The original movie was a huge success in 1968 and the producers were keen to replicate this popularity via a sequel. Though Beneath the Planet of the Apes was nowhere as good as the original and in fact, overall a deeply flawed movie, it did well at the box office. Well enough for another three sequels that followed.
Please note : Spoilers for the first two movies in the Planet of the Apes franchise in the following story analysis.
Wash Rinse and Repeat
Beneath the Planet of the Apes would provide the structure of the sequels that would be commonplace decades later. Repeat the basic plot structure with slight variations to keep things interesting for the audience.
This sequel, however, was not a good example of that formula. Though it features a new main character viz. the astronaut Brent (James Franciscus), Brent is essentially the same character as the astronaut Taylor (Charlton Heston), the protagonist in the first movie.
Except that this time, Brent goes through what Taylor went through but in a shortened fashion. That is, he meets Nova (Linda Harrison), is captured by the apes, brought before Cornelius and Zira (Kim Hunter) and escapes. Brent says as much when he is brought before the council of mutants.
Silly Plot Holes.
Ah yes, the mutants. Introduced basically to provide conflict with and contrast to the apes, these are human beings mutated by the nuclear holocaust that occured thousands of years before. All well and good but there are problems.
For example, why did the mutants wear face masks? Who were they hiding their real faces from? After, weren’t they living in seclusion? This made no sense and it was never explained in the movie.
Also, the forbidden zone – characterised in the first movie as radiation-disfigured land, and anathema to the apes – is conveniently found by Brent and Nova as a subterranean city not too far away from where the apes live. Huh? Why didn’t the apes find that underground access? Again, illogical.
War! What is it good for?
There is an attempt for the characters and plot of the movie to reflect social commentary of the times but it falls flat. For example, the scene when young chimpanzees protest the warmongering gorillas seems tacked on for effect only. The lack of development suggests that the producers were not that serious about this thematic concept.

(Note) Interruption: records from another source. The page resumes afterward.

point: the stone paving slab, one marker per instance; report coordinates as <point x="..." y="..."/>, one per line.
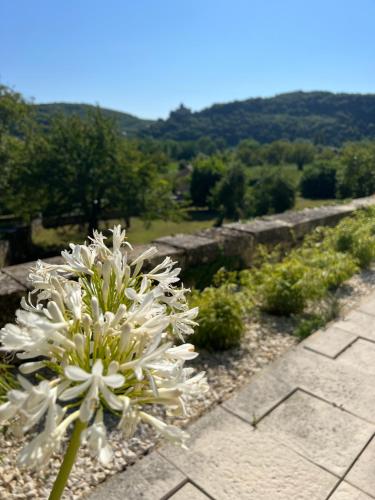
<point x="151" y="478"/>
<point x="326" y="435"/>
<point x="347" y="492"/>
<point x="330" y="341"/>
<point x="361" y="355"/>
<point x="336" y="381"/>
<point x="360" y="323"/>
<point x="362" y="474"/>
<point x="230" y="460"/>
<point x="368" y="305"/>
<point x="189" y="492"/>
<point x="303" y="428"/>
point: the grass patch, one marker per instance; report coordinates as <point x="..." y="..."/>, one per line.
<point x="55" y="239"/>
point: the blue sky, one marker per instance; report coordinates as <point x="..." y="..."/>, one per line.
<point x="147" y="56"/>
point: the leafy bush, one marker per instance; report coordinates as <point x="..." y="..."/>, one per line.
<point x="311" y="323"/>
<point x="356" y="236"/>
<point x="288" y="285"/>
<point x="319" y="181"/>
<point x="332" y="267"/>
<point x="220" y="318"/>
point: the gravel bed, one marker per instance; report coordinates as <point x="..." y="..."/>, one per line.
<point x="266" y="338"/>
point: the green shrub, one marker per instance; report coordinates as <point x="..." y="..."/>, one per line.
<point x="332" y="267"/>
<point x="288" y="285"/>
<point x="220" y="318"/>
<point x="355" y="236"/>
<point x="311" y="323"/>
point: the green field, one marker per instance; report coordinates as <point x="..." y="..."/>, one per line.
<point x="139" y="233"/>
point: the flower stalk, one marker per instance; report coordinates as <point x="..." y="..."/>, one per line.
<point x="100" y="334"/>
<point x="68" y="461"/>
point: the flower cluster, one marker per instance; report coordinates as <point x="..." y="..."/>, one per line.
<point x="97" y="335"/>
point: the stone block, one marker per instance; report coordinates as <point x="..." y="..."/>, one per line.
<point x="152" y="478"/>
<point x="163" y="251"/>
<point x="362" y="474"/>
<point x="232" y="243"/>
<point x="304" y="221"/>
<point x="363" y="202"/>
<point x="265" y="231"/>
<point x="228" y="459"/>
<point x="347" y="492"/>
<point x="319" y="431"/>
<point x="196" y="249"/>
<point x="330" y="341"/>
<point x="4" y="253"/>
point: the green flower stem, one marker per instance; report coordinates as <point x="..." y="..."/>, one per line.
<point x="69" y="459"/>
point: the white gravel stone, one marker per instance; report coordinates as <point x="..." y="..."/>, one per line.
<point x="266" y="339"/>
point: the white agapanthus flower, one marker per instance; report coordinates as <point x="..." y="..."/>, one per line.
<point x="100" y="334"/>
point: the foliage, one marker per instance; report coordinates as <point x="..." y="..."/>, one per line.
<point x="356" y="178"/>
<point x="229" y="194"/>
<point x="288" y="285"/>
<point x="83" y="166"/>
<point x="309" y="323"/>
<point x="272" y="193"/>
<point x="301" y="153"/>
<point x="206" y="173"/>
<point x="356" y="236"/>
<point x="319" y="181"/>
<point x="319" y="117"/>
<point x="220" y="320"/>
<point x="127" y="124"/>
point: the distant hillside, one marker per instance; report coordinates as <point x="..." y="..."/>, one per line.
<point x="129" y="124"/>
<point x="322" y="117"/>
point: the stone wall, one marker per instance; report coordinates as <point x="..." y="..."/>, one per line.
<point x="234" y="242"/>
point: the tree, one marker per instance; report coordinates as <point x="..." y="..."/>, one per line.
<point x="271" y="194"/>
<point x="248" y="152"/>
<point x="207" y="171"/>
<point x="356" y="177"/>
<point x="319" y="181"/>
<point x="15" y="122"/>
<point x="228" y="195"/>
<point x="84" y="166"/>
<point x="301" y="153"/>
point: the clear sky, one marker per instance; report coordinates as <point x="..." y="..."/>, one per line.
<point x="147" y="56"/>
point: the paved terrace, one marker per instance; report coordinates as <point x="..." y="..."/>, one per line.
<point x="304" y="428"/>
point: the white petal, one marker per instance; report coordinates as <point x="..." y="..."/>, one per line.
<point x="97" y="369"/>
<point x="116" y="380"/>
<point x="74" y="392"/>
<point x="76" y="373"/>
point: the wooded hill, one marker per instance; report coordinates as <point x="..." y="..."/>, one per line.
<point x="128" y="124"/>
<point x="321" y="117"/>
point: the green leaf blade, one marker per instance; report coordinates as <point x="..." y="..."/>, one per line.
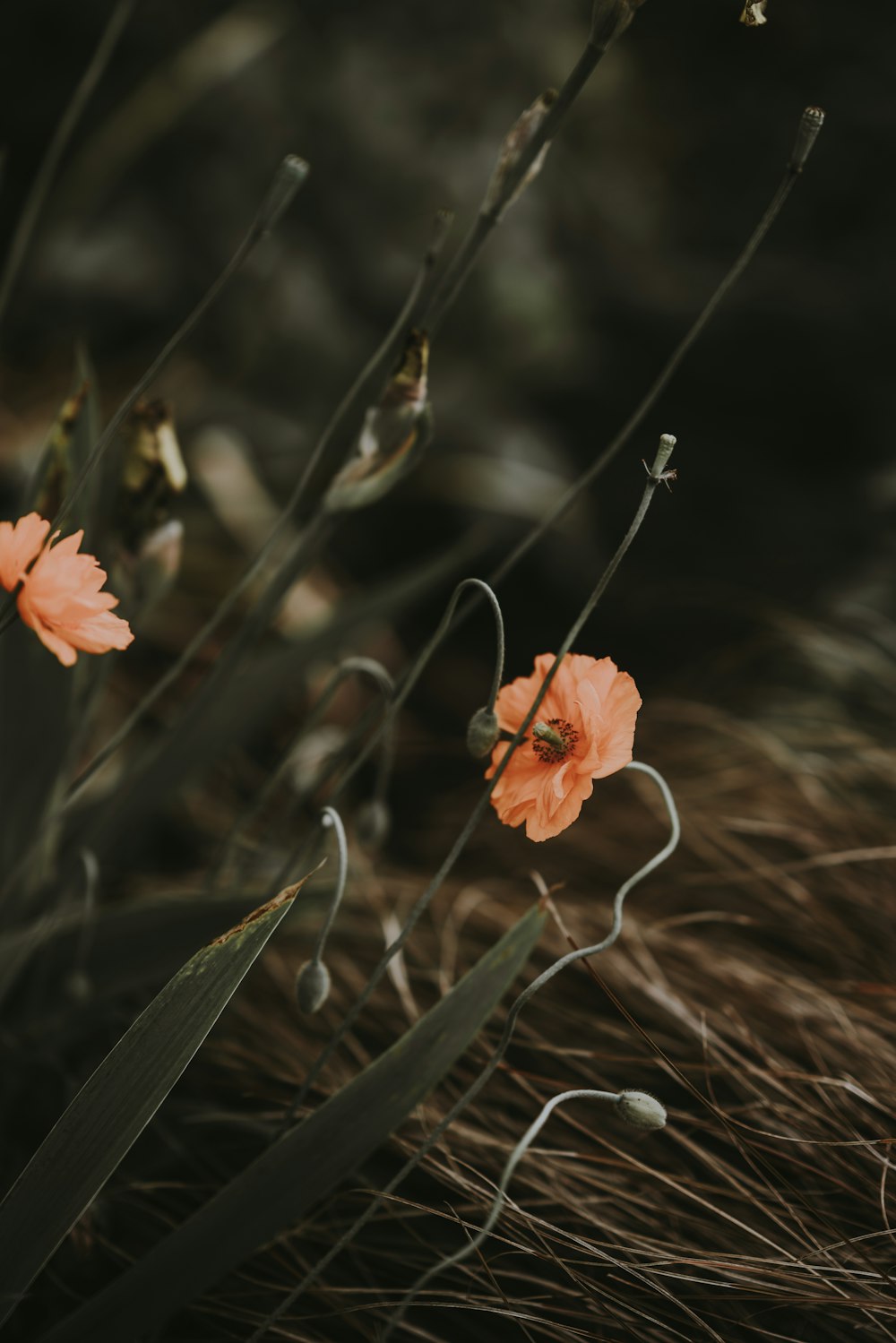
<point x="284" y="1184"/>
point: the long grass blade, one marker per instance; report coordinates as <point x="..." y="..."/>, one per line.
<point x="282" y="1184"/>
<point x="116" y="1104"/>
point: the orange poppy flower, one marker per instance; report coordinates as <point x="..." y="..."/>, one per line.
<point x="59" y="598"/>
<point x="583" y="731"/>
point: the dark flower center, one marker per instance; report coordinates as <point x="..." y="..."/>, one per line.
<point x="554" y="740"/>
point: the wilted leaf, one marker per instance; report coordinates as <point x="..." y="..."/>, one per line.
<point x="116" y="1104"/>
<point x="282" y="1184"/>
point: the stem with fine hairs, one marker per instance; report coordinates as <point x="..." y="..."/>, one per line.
<point x="667" y="443"/>
<point x="473" y="1090"/>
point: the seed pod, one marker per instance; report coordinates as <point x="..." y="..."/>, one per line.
<point x="641" y="1109"/>
<point x="312" y="986"/>
<point x="516" y="140"/>
<point x="482" y="732"/>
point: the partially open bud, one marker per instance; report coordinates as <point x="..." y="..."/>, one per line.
<point x="394" y="434"/>
<point x="482" y="732"/>
<point x="54" y="474"/>
<point x="641" y="1109"/>
<point x="153" y="452"/>
<point x="373" y="823"/>
<point x="312" y="986"/>
<point x="516" y="140"/>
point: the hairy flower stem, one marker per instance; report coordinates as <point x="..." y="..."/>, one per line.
<point x="497" y="1205"/>
<point x="351" y="667"/>
<point x="478" y="812"/>
<point x="667" y="374"/>
<point x="288" y="570"/>
<point x="490" y="214"/>
<point x="47" y="171"/>
<point x="460" y="1106"/>
<point x="288" y="180"/>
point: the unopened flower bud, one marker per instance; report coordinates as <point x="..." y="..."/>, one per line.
<point x="810" y="124"/>
<point x="641" y="1109"/>
<point x="312" y="986"/>
<point x="610" y="19"/>
<point x="482" y="732"/>
<point x="373" y="823"/>
<point x="289" y="177"/>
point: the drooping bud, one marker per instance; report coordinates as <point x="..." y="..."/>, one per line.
<point x="810" y="124"/>
<point x="395" y="431"/>
<point x="153" y="450"/>
<point x="312" y="986"/>
<point x="641" y="1109"/>
<point x="482" y="732"/>
<point x="373" y="823"/>
<point x="754" y="13"/>
<point x="159" y="562"/>
<point x="54" y="474"/>
<point x="289" y="177"/>
<point x="524" y="128"/>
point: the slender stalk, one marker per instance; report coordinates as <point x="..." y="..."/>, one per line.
<point x="794" y="168"/>
<point x="47" y="171"/>
<point x="289" y="177"/>
<point x="351" y="667"/>
<point x="490" y="211"/>
<point x="331" y="820"/>
<point x="478" y="812"/>
<point x="460" y="1106"/>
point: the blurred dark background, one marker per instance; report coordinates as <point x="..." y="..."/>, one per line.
<point x="786" y="482"/>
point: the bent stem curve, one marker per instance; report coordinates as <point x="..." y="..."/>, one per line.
<point x="426" y="1146"/>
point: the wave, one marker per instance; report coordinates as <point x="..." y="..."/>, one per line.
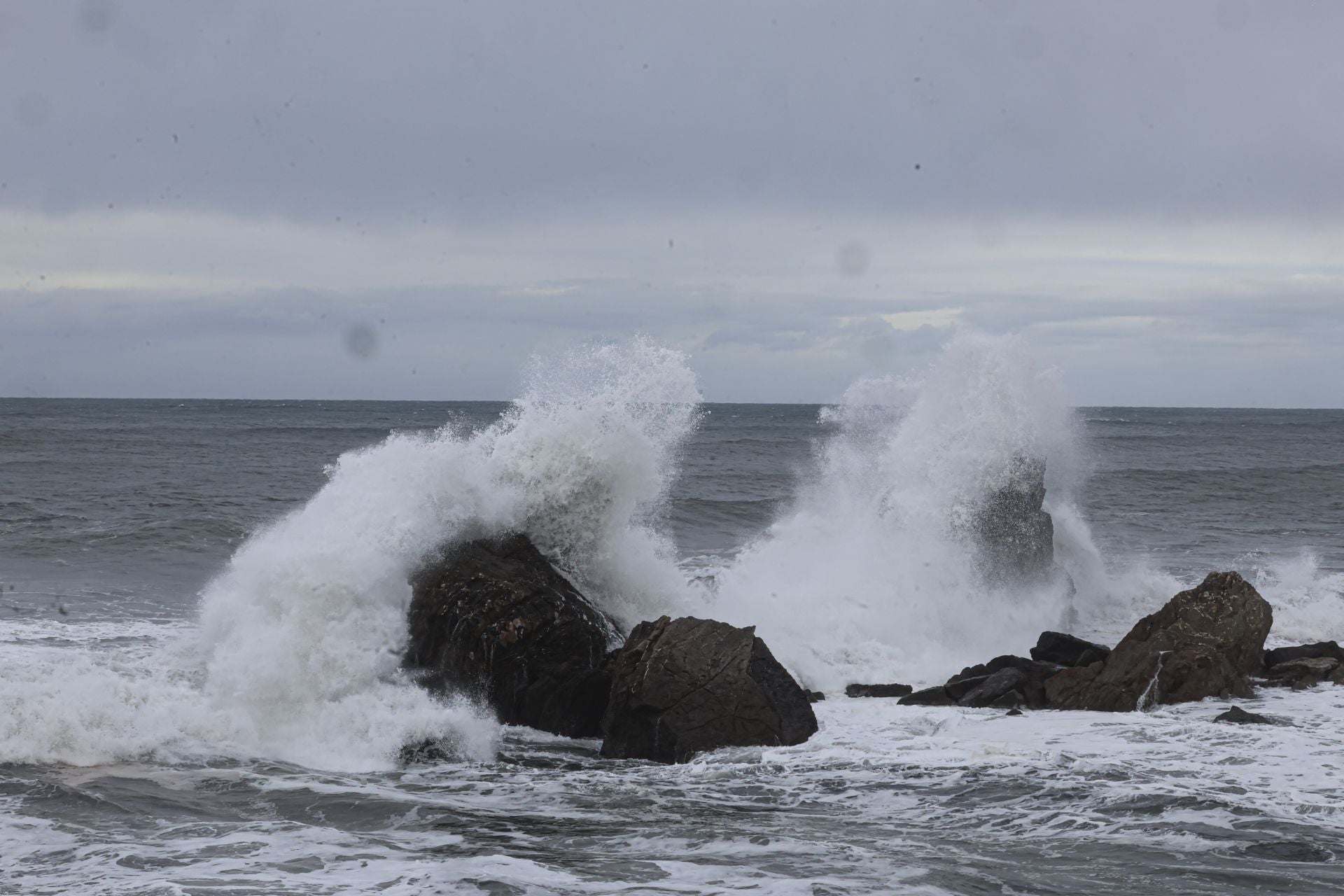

Also, the mutants themselves seemed to represent the hypocrisy of organised religion. One of the mutants declares that they never kill but they make their enemies kill one another before telepathically pushing Brent and Taylor to fight each other. Of course, in organised religion, it is God that commands His followers to commit atrocious acts in His name and that justifies it all!
No happy endings…
Like many scifi movies of that era, Beneath the Planet of the Apes has a very dark ending. Basically, Taylor activates the nuclear weapon and Earth is destroyed. Ever since then atomic bomb was used to end World War II, the destruction of the world by nuclear weapons has been a strong theme in popular culture. And many scifi movie themes of the day reflected this less than optimistic concept. It was not until Star Wars in 1977 that scifi movies tended to present a positive outcome for mankind.
As I mentioned before, Beneath the Planet of the Apes is a flawed movie but contains enough intriguing ideas to keep its short 95 minute running time tolerable. Personally, it is extremely nostalgic as I watched it as a young boy and was delighted to re-watch it, despite its weaknesses. Recommended.